The Brie de Melun cheese: introduction
The Brie de Melun is an unpasturised cheese which is soft and slightly salty, and which is covered in a surface mould. The draining is done slowly. The rind is fine and covered in a velvety white surface with springlings of red or brown streaks possibly wine-coloured. The sides can be slightly curled. Its name comes from the place which had been formally a market town. Its history is most likely linked to that of the Brie de Meaux. In the past, there had certainly been no difference between the two cheeses, which were sold fresh. The Bries which come from Melun continue to be sold in their fresh state or sprinkled with charcoal and given the name "Melun bleu."
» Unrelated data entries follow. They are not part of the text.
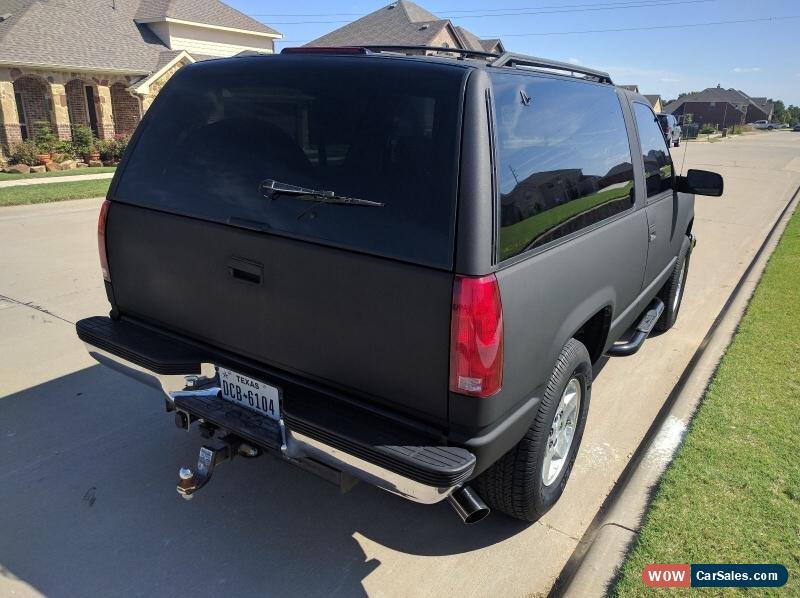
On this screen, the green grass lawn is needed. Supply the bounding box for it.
[0,179,111,207]
[0,166,117,181]
[616,211,800,596]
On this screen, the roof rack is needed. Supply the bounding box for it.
[489,52,614,85]
[359,45,498,58]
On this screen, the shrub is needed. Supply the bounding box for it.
[53,140,78,162]
[96,135,131,162]
[33,120,59,154]
[94,139,117,162]
[116,135,131,160]
[72,125,95,156]
[11,139,39,166]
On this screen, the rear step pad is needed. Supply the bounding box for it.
[75,316,202,376]
[76,316,475,487]
[175,393,475,487]
[606,297,664,357]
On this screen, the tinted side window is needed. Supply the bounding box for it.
[492,73,633,259]
[633,102,672,197]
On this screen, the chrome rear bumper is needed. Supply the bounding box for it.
[84,341,461,504]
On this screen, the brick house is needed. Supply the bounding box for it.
[0,0,282,152]
[306,0,505,54]
[664,85,774,128]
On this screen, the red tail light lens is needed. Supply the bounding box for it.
[97,200,111,282]
[450,274,503,397]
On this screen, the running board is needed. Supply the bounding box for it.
[606,297,664,357]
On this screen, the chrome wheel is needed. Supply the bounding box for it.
[542,378,582,486]
[672,259,689,313]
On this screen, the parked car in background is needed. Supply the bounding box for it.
[77,48,722,525]
[658,113,681,147]
[750,120,779,131]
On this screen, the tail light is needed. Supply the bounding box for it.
[97,200,111,282]
[450,274,503,397]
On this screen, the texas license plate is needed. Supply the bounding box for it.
[217,367,281,420]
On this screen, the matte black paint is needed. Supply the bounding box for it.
[92,57,694,475]
[107,202,453,421]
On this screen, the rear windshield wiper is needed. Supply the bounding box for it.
[260,179,384,208]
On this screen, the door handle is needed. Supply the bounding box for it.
[228,257,264,284]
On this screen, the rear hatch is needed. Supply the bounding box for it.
[106,55,468,420]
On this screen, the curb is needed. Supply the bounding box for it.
[549,187,800,597]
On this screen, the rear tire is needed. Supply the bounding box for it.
[474,338,592,521]
[653,237,690,332]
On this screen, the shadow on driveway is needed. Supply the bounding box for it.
[0,366,528,596]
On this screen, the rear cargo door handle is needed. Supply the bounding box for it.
[228,257,264,284]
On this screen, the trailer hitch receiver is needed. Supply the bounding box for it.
[176,435,259,500]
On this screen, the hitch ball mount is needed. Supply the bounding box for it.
[176,434,261,500]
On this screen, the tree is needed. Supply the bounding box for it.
[784,104,800,125]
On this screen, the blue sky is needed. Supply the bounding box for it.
[226,0,800,105]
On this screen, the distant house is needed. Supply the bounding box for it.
[644,94,664,114]
[306,0,505,54]
[664,85,774,128]
[0,0,282,151]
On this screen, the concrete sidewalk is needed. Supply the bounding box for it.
[0,135,800,597]
[0,172,114,189]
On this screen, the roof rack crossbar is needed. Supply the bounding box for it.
[359,45,499,58]
[489,52,614,85]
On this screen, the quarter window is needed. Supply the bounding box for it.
[633,102,672,197]
[492,73,634,259]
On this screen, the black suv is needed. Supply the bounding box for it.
[77,48,722,522]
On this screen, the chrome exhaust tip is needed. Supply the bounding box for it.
[447,486,491,525]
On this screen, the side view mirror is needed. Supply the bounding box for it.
[675,169,724,197]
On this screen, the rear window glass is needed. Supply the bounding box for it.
[115,57,466,268]
[492,73,634,259]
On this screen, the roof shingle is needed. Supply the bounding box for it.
[0,0,276,75]
[134,0,280,35]
[306,0,499,51]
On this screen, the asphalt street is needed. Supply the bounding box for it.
[0,131,800,597]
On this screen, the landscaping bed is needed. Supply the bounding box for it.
[614,211,800,596]
[0,179,111,207]
[0,121,130,175]
[0,166,117,182]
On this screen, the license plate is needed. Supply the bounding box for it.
[217,367,281,420]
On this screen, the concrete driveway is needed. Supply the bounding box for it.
[0,132,800,596]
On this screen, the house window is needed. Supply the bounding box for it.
[14,93,29,141]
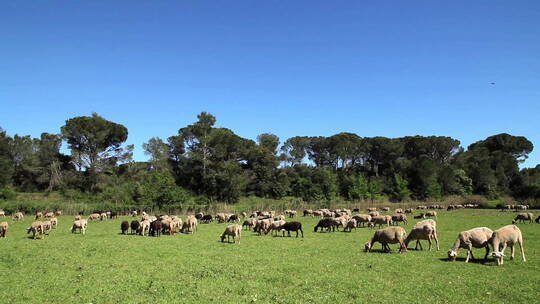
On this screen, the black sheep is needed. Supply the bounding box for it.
[120,221,129,234]
[313,217,336,232]
[150,221,163,236]
[131,220,141,234]
[280,222,304,238]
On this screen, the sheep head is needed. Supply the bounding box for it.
[448,249,457,261]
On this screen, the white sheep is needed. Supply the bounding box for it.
[489,225,527,265]
[364,227,407,253]
[448,227,493,263]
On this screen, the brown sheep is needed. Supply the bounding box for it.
[219,224,242,244]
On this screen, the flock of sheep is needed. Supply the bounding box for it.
[0,204,540,265]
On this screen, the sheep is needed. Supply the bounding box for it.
[149,221,163,237]
[201,214,214,224]
[368,211,381,217]
[139,220,150,236]
[281,222,304,238]
[227,214,240,223]
[51,217,58,229]
[364,227,407,253]
[489,225,527,266]
[219,224,242,244]
[0,222,9,237]
[120,221,129,234]
[129,220,141,234]
[270,220,285,236]
[88,213,101,221]
[422,211,437,218]
[184,215,197,234]
[368,215,392,228]
[392,213,407,225]
[71,219,88,235]
[343,218,356,232]
[242,218,257,229]
[448,227,493,263]
[313,217,337,232]
[26,221,44,240]
[512,212,534,224]
[13,212,24,221]
[405,220,439,251]
[353,214,371,227]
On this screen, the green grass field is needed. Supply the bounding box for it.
[0,210,540,303]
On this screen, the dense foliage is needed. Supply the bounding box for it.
[0,112,540,207]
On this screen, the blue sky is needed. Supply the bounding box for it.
[0,0,540,166]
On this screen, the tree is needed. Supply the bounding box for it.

The Brie de Melun has had its appellation d'origine (AOC) status since 1980. It is made by small dairies. It takes the form of a thickish disc with a diameter of 24cm, a thickness of 3cm and a weight of 1.5kg. The process by which the Brie de Melun is made is rather particular. The milk is fermented in vats for 20 hours, it is then left in a basin for 16 hours before being curdled, cut and put into moulds. After being taken out of the mould, it is put in the salting room for 2 days. It is matured for 2 months in a cool cheese cellar.
Exterior appearance of the Brie de Melun: rind is pigmented with a brick red colour and has spots of white mould.
Odour of the Brie de Melun cheese: strong aroma of fermentation
Texture of the Brie de Melun cheese: soft.
Taste of the Brie de Melun cheese: very pronounced flavour.